Cryptocurrency exchange operator indicted over massive bitcoin laundering scam

Cryptocurrency exchange operator indicted over massive bitcoin laundering scam

A US jury has indicted a Russian man arrested earlier this week in Greece accused of helping to launder more than $4 billion in bitcoin, including some obtained from the infamous Mt. Gox hack. In a coordinated move, the bitcoin exchange he operated has been slapped with a $110 million fine by American authorities for AML law violations.

Alexander Vinnik was picked up by Greek police in a small village on Tuesday following an investigation led by the US Justice Department. Yesterday, a grand jury indicted him and BtC-e, the exchange he allegedly ran, for operating an unlicensed money service business, money laundering, and related crimes.

One of the world's largest digital currency exchanges, authorities claim BTC-e was "heavily reliant" on criminals as customers, with Vinnik enticing them by not requiring users to validate their identity, obscuring and anonymizing transactions and source of funds, and by lacking any AML processes.

Since launching in 2011, BTC-e received more than $4 billion worth of bitcoin, much of it the proceeds of crimes such as hacks, ransomware scams and drug rings, says the DoJ.

Vinnik himself received money from the Mt. Gox hack, alleges the indictment, laundering it through BTC-e and another, now defunct, exchange called Tradehill.

“BTC-e was noted for its role in numerous ransomware and other cyber-criminal activity; its take-down is a significant accomplishment, and should serve as a reminder of our global reach in combating transnational cyber crime," says Special Agent in Charge of the USSS Criminal Investigative Division Michael D’Ambrosio.

In addition to the criminal charges, Vinnik faces an $11 million penalty from the Financial Crimes Enforcement Network (FinCEN), which has also slapped BTC-e with a $£110 million fine.

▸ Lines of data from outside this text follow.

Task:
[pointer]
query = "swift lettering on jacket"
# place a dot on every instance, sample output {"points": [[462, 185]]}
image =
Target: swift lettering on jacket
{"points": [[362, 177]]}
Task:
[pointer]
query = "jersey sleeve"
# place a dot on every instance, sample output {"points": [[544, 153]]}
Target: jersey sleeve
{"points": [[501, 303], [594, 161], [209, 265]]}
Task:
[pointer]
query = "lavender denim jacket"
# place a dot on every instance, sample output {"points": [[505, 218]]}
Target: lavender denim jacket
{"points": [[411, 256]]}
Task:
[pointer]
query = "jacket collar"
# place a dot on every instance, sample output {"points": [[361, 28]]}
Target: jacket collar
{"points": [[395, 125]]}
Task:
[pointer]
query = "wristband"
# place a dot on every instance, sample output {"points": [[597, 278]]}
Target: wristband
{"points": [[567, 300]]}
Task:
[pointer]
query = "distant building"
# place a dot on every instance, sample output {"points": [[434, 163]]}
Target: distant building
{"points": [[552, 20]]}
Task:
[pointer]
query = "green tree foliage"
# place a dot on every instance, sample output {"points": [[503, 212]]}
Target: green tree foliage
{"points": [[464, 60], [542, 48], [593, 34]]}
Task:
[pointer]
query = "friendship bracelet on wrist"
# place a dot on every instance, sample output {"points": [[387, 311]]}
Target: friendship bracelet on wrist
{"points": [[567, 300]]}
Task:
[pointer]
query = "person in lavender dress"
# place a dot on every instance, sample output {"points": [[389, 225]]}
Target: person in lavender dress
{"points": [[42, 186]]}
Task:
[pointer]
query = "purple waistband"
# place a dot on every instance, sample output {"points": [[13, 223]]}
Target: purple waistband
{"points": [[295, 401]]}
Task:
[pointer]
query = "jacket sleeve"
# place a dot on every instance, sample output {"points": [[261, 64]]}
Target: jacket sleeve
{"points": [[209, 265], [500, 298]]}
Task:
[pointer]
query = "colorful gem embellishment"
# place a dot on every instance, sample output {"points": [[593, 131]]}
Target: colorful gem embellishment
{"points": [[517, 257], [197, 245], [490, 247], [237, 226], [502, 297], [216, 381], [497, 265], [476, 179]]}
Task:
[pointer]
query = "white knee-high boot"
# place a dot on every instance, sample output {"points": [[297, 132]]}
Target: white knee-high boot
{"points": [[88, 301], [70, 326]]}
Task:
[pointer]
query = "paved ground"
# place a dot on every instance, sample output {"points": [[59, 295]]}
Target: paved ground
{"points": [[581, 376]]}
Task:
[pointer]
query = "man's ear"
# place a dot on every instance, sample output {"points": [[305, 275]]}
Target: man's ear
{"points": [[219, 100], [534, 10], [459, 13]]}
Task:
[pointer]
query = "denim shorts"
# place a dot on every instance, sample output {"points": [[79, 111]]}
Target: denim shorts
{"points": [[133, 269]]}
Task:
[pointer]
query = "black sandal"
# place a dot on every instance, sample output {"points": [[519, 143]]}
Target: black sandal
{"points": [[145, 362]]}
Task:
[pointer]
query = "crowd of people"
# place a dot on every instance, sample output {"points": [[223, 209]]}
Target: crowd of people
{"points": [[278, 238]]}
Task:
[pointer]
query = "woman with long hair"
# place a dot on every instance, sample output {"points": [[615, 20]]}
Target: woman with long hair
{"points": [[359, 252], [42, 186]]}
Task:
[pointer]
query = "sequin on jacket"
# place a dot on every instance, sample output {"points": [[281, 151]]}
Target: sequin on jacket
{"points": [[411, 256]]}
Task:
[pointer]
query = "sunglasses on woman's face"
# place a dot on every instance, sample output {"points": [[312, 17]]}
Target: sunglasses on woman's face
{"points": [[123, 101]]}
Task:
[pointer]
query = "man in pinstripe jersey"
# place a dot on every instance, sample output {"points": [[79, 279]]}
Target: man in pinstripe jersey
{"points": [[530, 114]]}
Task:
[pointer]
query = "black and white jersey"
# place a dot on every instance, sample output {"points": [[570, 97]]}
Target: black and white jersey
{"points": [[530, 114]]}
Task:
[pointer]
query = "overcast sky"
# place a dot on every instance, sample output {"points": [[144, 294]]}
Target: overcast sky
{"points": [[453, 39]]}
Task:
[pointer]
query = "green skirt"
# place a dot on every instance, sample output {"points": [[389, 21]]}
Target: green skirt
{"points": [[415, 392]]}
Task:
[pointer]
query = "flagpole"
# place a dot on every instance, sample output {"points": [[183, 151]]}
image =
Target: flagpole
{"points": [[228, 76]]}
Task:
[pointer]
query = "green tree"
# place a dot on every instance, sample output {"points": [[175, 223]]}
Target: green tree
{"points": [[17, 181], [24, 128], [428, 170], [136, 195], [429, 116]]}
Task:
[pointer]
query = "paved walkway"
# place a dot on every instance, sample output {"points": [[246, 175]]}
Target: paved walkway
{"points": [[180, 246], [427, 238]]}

In a first action against a foreign-based money service, FinCEN levied the fines for wilful violation of AML laws, accusing the exchange of facilitating transactions involving ransomware, computer hacking, identity theft, tax refund fraud schemes, public corruption, and drug trafficking.

Jamal El-Hindi, acting director, FinCEN, says: "We will hold accountable foreign-located money transmitters, including virtual currency exchangers, that do business in the United States when they wilfully violate U.S. anti-money laundering laws."

The move is part of a wider crackdown on the cryptocurrency wild west. This week, the SEC moved to take on the rise of Initial Coin Offerings, warning that issuers of "distributed ledger or blockchain technology-based securities" must register offers and sales.

Meanwhile, the state of Washington has decided that its money transmitter laws now apply to cryptocurrency exchanges.